After prostatectomy, “broad beam” rather than tightly tailored radiation is typically offered with only 10-30% (depending on PSA level) of patients being cured, while side effects from the initial surgery are compounded. Otherwise, hormones are offered, which have considerable side effects, and also fail to control cancer after 2 to 3 years because the cancer becomes immune or resistant (like infections becoming resistant to antibiotics over time).
After 4D IG-IMRT and/or seeding, numerous options are available including but not limited to re-seeding, cryosurgery (freezing), biothermy (combining heating and freezing), HIFU, not to mention salvage prostatectomy by an EXPERIENCED SURGEON.
My urologist told me that if I have radiation and the cancer returns, I can no longer have surgery. Is this true?
Absolutely not – the opposite is true! Firstly, it is extremely rare for patients to have local relapse when treated initially by our team. If however, the cancer did return in the prostate, patients still have a full menu of options including reseeding, surgical removal (by an expert), cryotherapy, biothermy, HIFU and hormonal therapy, not to mention vaccine therapies are on the way. If you desire surgery, there are many proficient surgeons who we can recommend (and it my not be your local urologist).
The real problem is for the patient who chooses surgery first since there are few options left. For example, following surgery, patients are often faced with a rising PSA. It becomes unclear whether the PSA is rising due to cancer left behind in the prostate bed versus cancer in the blood stream. Patients are typically given the benefit of the doubt and are treated to the prostate area with local radiation (you can’t treat the entire body with radiation!). This may be associated with increased complications with damage to bowels, bladder and urethra while the overall chance of benefiting the patient lies only between 10-30%.

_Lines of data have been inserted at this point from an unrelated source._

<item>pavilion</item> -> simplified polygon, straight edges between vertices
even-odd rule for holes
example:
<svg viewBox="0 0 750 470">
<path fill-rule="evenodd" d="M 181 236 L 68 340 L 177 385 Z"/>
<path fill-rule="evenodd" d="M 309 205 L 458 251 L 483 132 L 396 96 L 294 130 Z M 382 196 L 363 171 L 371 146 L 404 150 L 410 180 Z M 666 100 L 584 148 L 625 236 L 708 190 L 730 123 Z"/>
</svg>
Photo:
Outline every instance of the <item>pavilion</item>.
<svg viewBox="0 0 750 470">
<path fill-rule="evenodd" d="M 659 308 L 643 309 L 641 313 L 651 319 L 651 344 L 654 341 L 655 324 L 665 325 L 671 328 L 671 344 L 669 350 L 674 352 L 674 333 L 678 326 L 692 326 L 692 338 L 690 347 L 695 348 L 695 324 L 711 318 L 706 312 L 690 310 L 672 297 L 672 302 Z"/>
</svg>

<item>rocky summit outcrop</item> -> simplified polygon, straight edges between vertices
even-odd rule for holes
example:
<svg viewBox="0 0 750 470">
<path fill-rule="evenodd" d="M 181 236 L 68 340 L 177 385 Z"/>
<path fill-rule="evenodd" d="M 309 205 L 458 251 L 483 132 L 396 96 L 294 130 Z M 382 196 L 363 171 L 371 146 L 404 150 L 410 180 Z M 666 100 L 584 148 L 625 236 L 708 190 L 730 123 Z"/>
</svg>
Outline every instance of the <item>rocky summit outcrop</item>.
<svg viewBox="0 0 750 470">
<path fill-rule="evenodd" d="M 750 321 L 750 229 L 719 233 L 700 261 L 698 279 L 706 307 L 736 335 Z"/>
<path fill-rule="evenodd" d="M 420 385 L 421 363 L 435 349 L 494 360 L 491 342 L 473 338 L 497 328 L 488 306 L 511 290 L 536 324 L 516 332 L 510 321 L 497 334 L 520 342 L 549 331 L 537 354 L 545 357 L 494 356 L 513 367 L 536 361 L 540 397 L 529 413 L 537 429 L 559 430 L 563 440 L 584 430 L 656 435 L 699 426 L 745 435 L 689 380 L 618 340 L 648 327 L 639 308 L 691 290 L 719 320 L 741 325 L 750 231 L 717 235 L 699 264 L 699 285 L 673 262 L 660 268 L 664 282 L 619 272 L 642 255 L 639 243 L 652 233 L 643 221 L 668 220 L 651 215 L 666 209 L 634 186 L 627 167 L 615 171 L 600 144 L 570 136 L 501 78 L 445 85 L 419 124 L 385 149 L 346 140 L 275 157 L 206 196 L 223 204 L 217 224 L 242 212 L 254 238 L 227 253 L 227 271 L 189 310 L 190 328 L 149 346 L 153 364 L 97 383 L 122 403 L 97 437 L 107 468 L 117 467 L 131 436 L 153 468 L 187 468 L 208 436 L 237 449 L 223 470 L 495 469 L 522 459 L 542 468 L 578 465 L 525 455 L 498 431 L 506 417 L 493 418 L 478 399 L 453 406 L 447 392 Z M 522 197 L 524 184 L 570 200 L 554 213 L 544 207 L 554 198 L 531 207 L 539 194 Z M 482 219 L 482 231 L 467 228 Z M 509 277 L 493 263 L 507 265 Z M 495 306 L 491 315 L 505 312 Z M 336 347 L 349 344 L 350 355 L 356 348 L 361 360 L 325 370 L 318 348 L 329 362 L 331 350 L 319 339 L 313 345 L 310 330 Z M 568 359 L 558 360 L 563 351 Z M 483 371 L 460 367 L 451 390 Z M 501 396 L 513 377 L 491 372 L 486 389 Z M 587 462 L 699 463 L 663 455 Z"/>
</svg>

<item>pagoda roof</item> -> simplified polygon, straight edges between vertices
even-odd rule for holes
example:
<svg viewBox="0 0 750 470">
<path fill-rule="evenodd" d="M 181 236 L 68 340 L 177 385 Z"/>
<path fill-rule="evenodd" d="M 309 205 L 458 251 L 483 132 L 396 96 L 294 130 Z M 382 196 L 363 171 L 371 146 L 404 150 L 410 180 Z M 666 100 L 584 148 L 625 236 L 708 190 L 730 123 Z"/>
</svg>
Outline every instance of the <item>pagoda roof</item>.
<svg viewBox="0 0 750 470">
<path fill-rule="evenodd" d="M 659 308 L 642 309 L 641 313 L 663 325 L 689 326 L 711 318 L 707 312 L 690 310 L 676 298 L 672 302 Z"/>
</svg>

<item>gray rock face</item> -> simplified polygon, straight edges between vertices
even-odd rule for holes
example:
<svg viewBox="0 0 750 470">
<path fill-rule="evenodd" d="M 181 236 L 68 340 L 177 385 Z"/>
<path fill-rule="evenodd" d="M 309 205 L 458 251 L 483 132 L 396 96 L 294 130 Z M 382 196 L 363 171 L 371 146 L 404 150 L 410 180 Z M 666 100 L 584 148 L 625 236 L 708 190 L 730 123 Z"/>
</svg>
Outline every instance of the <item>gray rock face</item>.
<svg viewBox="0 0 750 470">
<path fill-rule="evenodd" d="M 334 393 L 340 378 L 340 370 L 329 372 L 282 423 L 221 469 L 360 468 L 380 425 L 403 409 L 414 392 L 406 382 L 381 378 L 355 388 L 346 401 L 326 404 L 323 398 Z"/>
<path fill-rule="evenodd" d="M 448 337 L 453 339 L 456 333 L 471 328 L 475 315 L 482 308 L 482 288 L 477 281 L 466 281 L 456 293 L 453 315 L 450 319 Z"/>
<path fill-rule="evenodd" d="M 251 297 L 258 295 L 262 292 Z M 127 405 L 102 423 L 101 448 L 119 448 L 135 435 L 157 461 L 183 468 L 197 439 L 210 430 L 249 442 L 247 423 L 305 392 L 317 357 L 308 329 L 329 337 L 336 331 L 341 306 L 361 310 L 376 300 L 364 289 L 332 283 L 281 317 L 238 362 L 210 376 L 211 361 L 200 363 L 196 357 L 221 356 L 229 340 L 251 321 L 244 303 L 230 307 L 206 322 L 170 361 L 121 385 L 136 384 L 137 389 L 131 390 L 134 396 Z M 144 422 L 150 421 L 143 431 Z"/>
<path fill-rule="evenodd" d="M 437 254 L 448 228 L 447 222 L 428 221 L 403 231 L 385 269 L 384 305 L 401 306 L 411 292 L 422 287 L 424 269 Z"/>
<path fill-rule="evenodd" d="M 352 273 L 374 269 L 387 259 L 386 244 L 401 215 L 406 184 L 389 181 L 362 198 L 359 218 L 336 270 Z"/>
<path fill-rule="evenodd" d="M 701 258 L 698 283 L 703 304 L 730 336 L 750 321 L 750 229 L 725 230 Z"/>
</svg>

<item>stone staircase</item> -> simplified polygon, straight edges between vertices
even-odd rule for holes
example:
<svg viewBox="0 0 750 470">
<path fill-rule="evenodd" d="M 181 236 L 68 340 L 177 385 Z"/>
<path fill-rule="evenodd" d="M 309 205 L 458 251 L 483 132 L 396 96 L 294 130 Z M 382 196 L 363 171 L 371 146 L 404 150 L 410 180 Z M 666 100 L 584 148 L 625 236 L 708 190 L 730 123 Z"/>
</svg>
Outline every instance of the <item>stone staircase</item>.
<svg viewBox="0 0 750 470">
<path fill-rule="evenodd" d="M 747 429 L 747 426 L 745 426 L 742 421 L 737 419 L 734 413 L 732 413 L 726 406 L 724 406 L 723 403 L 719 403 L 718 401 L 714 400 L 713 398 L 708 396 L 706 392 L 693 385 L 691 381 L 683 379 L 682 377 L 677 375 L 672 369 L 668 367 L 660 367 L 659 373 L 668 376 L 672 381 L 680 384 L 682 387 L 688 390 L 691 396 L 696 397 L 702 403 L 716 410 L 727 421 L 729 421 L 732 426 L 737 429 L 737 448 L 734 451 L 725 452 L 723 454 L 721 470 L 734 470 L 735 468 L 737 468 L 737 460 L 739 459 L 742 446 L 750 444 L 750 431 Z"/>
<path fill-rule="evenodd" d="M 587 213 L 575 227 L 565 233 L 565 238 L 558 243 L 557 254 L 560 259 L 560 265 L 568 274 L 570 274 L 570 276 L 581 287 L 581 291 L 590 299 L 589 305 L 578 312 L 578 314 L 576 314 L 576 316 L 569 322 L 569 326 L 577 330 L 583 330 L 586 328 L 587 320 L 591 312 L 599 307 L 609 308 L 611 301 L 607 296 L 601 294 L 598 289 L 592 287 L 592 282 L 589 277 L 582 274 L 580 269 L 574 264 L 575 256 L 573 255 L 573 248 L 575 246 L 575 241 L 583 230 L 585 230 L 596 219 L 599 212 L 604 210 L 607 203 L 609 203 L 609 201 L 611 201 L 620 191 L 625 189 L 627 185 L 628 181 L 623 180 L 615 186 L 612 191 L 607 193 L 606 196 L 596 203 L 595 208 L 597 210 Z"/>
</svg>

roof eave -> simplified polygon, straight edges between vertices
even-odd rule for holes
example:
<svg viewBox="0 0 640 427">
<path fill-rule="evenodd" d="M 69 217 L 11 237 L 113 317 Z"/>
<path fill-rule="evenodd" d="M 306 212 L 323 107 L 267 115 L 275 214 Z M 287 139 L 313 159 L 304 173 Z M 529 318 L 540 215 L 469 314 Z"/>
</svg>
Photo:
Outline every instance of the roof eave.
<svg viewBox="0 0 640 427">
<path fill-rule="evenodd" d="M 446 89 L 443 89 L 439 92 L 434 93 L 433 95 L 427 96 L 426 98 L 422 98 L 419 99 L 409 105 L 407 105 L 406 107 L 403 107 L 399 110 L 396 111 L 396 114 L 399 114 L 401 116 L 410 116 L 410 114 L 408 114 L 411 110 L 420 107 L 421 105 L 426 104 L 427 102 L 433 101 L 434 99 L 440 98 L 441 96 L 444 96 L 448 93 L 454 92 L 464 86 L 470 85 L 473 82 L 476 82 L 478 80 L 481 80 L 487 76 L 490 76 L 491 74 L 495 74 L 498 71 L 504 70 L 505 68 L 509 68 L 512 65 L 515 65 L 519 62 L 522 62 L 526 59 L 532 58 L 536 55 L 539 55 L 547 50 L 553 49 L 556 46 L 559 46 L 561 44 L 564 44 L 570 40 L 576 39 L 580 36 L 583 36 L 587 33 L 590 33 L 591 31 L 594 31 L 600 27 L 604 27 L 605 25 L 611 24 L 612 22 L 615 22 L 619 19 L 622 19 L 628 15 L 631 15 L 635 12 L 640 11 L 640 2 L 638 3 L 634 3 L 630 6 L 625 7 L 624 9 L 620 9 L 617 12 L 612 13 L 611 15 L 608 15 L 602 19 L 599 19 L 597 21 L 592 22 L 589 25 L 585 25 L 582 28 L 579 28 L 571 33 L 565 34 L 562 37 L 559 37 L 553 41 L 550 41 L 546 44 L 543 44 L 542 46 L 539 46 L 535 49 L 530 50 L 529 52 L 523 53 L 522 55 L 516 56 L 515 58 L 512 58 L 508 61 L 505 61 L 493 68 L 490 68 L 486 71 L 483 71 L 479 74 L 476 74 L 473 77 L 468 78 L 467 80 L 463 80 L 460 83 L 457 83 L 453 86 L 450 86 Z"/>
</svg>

Why are younger men told that they should have radical surgery and not seeding since there are no long term reports on seeding?
The argument that there is insufficient long-term follow-up of brachytherapy series is no longer valid. In fact, numerous series including our own and the Seattle group have mean and medium long-term follow-up that surpasses surgical series published in the PSA era. The answer has to do with the ability of an older person to withstand surgery. It is the same with any kind of surgical procedure. The older one is, the more difficult it is to tolerate anesthesia and the trauma of invasive procedures. Older people heal more slowly and are more apt to develop infections and other complications.
In our practice, we commonly treat men in their early 40's (as well as patients in their 50's, 60's and older). Younger men, after all, have the most to lose - being impotent and wearing diapers for decades.
What is dynamic adaptive radiotherapy, or DART?
DART- "Dynamic Adaptive Radiation" is cutting edge technology for truly "individualized" IGRT treatment delivery. This involves using up-to-the-moment "captured" image data to adapt a patient's treatment to constantly evolving information which occurs during a 4D IG-IMRT treatment course. It is becoming increasingly well known that changes such as tumor position, size and shape occur not only during a several week treatment regimen, but also on a daily basis. DART achieves the single most important goal ever achieved in Radiation Treatment: Delivering the exact dose to the exact place at exactly the precise time, every time, even when the target (tumor) moves, shrinks or changes shape -an extraordinary accomplishment!